Before the next fee milestone, confirm who signs, who certifies, and who records, then hold one coordination meeting with minutes. Developers who rely on informal email trails pay twice: once for rework and once for dispute advice.

Next step

Turn this insight into a project decision

Use the free check or calculator while the question is still fresh. If the numbers make sense, continue into report delivery, capture and project setup.

Run a free project check

Frequently asked questions

Does automated feasibility replace my QS?

No. Automated feasibility accelerates first-pass screening and scenario comparison. The QS validates cost assumptions, prepares detailed estimates, and certifies quantities at tender and construction stages. The tool provides speed; the QS provides accuracy.

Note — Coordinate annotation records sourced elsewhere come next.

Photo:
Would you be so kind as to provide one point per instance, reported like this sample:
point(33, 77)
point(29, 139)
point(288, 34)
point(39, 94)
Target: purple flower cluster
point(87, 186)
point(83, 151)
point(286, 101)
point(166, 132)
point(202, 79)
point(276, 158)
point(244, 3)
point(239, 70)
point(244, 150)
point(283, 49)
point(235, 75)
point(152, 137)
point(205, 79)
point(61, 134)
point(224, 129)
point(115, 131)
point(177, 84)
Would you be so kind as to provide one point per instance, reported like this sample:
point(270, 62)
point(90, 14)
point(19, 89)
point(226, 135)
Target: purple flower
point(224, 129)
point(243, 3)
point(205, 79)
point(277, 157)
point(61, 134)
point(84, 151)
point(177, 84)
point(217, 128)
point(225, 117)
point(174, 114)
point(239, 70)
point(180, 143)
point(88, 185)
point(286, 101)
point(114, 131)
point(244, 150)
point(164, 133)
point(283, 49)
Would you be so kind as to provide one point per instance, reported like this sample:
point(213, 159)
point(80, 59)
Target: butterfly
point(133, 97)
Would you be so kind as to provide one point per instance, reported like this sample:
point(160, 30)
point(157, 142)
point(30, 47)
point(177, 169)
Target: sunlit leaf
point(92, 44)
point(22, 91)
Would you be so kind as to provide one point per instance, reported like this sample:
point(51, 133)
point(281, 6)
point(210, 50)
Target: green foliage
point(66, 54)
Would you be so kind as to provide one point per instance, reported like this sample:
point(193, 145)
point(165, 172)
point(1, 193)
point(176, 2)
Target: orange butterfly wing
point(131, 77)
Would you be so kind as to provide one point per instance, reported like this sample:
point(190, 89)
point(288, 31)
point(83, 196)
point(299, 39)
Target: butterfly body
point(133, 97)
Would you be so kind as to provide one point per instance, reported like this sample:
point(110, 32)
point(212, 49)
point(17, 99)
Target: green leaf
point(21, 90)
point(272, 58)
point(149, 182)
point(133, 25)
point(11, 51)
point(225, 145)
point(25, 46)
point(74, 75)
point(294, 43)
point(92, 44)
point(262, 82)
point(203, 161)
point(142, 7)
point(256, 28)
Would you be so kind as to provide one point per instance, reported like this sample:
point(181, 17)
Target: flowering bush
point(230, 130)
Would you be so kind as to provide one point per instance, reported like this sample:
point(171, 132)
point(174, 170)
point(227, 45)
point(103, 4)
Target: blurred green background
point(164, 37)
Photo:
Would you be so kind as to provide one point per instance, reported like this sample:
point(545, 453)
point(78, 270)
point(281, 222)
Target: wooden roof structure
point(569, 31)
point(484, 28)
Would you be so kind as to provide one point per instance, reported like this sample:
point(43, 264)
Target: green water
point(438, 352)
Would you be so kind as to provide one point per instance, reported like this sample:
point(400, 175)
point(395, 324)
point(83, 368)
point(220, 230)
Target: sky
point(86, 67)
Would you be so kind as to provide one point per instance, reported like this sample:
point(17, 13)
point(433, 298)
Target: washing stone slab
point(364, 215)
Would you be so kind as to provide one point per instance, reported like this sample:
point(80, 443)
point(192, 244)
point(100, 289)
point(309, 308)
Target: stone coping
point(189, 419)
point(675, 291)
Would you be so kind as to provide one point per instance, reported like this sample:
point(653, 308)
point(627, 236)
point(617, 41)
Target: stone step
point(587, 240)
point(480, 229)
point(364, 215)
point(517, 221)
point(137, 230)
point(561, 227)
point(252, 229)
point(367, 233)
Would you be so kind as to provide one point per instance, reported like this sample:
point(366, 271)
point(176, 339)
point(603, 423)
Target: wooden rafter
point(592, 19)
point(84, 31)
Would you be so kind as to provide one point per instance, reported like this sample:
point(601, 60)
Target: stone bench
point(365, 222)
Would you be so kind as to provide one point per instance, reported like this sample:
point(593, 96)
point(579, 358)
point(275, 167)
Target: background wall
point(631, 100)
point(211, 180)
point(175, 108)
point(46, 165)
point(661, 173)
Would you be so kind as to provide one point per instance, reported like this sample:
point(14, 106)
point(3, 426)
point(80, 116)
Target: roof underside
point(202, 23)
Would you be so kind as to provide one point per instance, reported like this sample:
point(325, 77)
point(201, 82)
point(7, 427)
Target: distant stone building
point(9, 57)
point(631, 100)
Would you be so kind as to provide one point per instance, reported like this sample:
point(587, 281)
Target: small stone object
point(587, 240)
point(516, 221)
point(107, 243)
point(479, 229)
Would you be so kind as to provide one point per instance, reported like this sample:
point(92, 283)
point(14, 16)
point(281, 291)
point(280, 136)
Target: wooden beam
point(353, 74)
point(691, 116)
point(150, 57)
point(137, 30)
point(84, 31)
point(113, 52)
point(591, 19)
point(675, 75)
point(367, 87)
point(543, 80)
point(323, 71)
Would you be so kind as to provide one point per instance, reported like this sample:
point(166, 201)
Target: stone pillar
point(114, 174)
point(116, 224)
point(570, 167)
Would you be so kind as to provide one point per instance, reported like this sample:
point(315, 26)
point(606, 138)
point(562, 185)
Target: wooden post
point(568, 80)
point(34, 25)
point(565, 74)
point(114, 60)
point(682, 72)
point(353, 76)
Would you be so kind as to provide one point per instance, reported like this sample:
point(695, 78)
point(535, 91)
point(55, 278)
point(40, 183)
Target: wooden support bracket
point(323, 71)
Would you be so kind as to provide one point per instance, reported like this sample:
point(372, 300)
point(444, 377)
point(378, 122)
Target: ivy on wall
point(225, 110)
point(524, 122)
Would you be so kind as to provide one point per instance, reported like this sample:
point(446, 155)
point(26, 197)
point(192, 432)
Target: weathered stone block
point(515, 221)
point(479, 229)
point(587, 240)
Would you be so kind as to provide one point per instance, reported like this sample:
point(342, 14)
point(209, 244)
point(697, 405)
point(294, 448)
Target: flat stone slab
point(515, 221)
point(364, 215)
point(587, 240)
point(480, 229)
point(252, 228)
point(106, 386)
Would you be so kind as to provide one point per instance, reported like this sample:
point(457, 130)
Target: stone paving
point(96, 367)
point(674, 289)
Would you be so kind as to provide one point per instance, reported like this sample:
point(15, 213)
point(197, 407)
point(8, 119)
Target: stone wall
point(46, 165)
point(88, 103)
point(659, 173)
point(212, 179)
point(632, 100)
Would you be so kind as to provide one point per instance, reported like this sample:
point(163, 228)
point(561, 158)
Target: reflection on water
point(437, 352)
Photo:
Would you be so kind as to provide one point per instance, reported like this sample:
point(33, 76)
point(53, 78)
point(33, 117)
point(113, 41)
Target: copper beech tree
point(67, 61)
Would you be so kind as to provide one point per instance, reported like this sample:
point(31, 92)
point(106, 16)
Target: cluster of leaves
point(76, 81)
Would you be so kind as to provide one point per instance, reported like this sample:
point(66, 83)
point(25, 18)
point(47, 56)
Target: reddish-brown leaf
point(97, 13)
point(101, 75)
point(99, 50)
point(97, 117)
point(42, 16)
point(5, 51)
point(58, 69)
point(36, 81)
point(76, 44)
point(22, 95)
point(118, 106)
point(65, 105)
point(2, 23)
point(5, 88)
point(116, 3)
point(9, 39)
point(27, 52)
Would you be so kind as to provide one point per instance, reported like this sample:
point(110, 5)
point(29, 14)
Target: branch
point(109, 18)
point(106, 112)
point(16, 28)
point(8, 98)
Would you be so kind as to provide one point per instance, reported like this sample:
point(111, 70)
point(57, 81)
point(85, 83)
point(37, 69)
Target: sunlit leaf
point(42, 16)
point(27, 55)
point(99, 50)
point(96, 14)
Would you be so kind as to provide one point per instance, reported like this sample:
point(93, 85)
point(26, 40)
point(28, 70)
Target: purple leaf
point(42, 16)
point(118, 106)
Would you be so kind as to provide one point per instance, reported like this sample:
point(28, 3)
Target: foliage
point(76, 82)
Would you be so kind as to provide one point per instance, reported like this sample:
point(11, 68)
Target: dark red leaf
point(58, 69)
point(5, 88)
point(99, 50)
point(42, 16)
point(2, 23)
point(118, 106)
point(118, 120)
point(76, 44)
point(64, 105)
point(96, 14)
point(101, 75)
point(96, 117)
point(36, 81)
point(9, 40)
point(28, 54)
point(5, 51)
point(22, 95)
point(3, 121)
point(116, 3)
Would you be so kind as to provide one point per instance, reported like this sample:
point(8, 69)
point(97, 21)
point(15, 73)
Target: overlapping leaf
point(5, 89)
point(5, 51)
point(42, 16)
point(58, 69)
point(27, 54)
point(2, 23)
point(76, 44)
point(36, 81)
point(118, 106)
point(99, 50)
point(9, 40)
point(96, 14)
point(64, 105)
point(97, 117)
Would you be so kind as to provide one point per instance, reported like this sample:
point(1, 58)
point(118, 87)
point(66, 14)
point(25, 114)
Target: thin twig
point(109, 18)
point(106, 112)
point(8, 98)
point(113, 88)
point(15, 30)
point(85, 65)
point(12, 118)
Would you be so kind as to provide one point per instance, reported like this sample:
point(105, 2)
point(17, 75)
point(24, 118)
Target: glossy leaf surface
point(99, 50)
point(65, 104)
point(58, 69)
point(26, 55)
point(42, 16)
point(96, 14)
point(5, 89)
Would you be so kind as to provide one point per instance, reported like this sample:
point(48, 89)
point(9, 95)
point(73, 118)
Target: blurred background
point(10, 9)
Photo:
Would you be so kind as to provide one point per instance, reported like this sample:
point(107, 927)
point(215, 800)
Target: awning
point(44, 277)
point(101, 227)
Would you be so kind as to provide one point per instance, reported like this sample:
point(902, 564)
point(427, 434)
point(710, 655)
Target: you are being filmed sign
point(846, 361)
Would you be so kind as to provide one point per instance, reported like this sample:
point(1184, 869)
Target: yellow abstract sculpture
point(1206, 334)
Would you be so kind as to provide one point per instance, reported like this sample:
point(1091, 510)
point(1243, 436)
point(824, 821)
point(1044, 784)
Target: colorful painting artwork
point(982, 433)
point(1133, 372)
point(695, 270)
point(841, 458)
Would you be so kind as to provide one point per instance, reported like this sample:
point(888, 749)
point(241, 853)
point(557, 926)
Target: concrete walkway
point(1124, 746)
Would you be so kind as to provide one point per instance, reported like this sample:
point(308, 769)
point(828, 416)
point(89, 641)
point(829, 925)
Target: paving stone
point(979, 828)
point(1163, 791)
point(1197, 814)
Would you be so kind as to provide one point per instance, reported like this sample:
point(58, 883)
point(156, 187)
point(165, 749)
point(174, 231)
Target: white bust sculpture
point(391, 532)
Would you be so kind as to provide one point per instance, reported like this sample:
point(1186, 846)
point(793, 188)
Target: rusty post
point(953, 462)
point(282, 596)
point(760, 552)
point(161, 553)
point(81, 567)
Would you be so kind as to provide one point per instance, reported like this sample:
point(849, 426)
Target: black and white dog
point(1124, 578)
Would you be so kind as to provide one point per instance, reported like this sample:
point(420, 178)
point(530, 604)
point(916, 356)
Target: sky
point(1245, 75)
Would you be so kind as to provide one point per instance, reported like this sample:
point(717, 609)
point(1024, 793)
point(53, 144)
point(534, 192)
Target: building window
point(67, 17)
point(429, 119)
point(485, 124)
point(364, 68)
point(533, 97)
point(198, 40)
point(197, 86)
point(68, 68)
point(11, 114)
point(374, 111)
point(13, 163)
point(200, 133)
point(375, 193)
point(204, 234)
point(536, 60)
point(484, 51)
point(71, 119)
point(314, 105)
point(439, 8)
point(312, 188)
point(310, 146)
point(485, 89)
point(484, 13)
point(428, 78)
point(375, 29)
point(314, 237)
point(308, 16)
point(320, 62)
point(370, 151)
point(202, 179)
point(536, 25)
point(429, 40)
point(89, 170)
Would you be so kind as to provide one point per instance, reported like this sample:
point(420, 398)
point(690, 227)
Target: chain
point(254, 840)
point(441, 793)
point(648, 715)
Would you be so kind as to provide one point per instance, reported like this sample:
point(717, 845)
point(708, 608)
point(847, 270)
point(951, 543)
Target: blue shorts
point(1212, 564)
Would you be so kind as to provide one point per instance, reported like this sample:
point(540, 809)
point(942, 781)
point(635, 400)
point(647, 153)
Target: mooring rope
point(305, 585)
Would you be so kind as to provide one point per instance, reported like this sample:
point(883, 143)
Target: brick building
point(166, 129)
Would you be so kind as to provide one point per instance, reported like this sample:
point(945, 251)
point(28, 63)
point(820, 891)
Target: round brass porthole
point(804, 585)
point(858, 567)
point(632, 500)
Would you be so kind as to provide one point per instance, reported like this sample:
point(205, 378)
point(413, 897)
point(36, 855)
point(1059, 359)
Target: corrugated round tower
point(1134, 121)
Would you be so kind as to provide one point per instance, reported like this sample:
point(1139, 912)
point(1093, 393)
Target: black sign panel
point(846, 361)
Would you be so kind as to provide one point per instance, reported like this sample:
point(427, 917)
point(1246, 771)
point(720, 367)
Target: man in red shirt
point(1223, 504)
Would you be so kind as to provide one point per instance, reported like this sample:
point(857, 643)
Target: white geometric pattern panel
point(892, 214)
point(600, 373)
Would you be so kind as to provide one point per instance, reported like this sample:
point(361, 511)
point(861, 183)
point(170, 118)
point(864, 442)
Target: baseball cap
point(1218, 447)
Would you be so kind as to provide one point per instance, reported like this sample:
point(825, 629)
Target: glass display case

How long does a REDM feasibility take?

A first-pass comparison of three sites against standard assumptions takes under an hour. Detailed feasibility with verified cost and revenue inputs takes longer, but the automated scaffold means the QS starts from a structured model rather than a blank spreadsheet.

What assumptions does REDM use?

REDM draws construction cost benchmarks from the REDM costbook, rental benchmarks from the market module, plot coverage from county GIS, and professional fee percentages from the service catalog. Every assumption is visible and changeable by the developer and the professional team.

Can I compare apartments against a hotel on the same site?

Yes. Change the building type in the feasibility wizard and REDM recalculates coverage limits, parking ratios, cost benchmarks, and rental assumptions for the new type. This comparison previously required two separate consultant studies.

Is the feasibility output BORAQS-compliant?

REDM tools produce structured calculations that a BORAQS-registered professional reviews and certifies. The tool accelerates the arithmetic; the professional validates the assumptions and signs the output.